Zudem ist es hilfreich, sich zu fragen, ob man sich gerade nur in einer schlechten Phase befindet und ob es Aussicht auf Besserung gibt. Das Leben besteht immer aus Phasen und auch im Job wird es diese immer geben. Die Frage ist, ob man mit dem Status quo leben könnte. Wenn nicht, liegt es an mir, meine Situation zu ändern. 

 

Wann ist eine Kündigung unausweichlich?

Eine Kündigung muss nicht immer der erste Schritt sein. Aber wenn sich trotz mehrfacher Versuche nichts ändert, ist sie oft der gesündeste. Was mir kurzfristig geholfen hat, ist, eine emotionale Distanz zu meinem Job aufzubauen. Ich habe aufgehört, darin Selbstverwirklichung und Erfüllung zu sehen. Gleichzeitig empfehle ich, sich frühzeitig nach anderen Möglichkeiten umzusehen. Ja, das ist anstrengend. Aber ein Plan B gibt Sicherheit und stärkt das eigene Gefühl von Kontrolle.

 

Nehmen wir mal an: Du würdest wieder fest für eine Firma arbeiten. Was würdest Du heute anders machen, um das Risiko zu minimieren, erneut Teil eines toxischen Systems zu werden?

Ich würde jetzt schneller Grenzen setzen bzw. diese auch klar kommunizieren. Ich hatte früher immer Angst davor. Nicht, weil ich generell kein Feedback gegeben habe. Das habe ich mehrfach. Doch klare Grenzen zu setzen, ist irgendwie nochmal eine andere Sache. “Nein” zu sagen, fällt im beruflichen Kontext den wenigsten leicht.

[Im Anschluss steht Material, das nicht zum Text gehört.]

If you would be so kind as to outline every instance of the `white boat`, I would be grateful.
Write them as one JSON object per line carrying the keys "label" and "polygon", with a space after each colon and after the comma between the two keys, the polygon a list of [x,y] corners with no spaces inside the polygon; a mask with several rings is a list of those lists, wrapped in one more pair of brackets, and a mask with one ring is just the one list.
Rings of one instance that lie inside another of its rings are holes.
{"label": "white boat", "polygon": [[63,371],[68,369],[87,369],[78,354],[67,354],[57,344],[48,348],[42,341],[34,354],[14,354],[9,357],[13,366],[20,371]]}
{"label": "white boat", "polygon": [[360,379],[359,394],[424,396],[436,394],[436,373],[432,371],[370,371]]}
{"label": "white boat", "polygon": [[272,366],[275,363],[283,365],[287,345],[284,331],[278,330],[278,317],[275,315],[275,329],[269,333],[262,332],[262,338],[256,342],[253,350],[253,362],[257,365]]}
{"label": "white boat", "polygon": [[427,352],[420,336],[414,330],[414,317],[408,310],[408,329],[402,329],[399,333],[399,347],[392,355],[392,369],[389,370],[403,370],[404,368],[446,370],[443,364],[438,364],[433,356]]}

Wichtig ist auch, sich bewusst zu machen: Ich bin nicht zu sensibel oder zu schwach. Meine Emotionen und Gefühle sind berechtigt und das in jeder Lebenssituation. Vor allem dann, wenn wir unser Bestmögliches geben. 

 

Warum findest Du das so wichtig?

Die Gefahr, sich in ungesunden Jobsituationen zu verlieren und diese als “normal” zu betrachten, ist vor allem bei jungen Menschen hoch. Wäre diese Erfahrung meine erste berufliche Station gewesen, weiß ich nicht, wie das ausgegangen wäre. Deshalb spreche ich offen darüber, um etwas zu bewegen und anderen zu helfen.

Foto: Philip Rösler

Zur Person

Joanne Glinka (28), bekannt als Joi Bella, arbeitete im Influencer Marketing eines Startups, bis sie aufgrund toxischer Führung kündigte und ihr Hobby zum Beruf machte. Heute ist sie als Content Creatorin aktiv und beschäftigt sich öffentlich mit Themen wie moderner Arbeitswelt, New Work und Machtstrukturen in Unternehmen. 2024 erschien ihr Buch „Bye Bye, Toxic Leader – Was, wenn der Traumjob zum Albtraum wird?”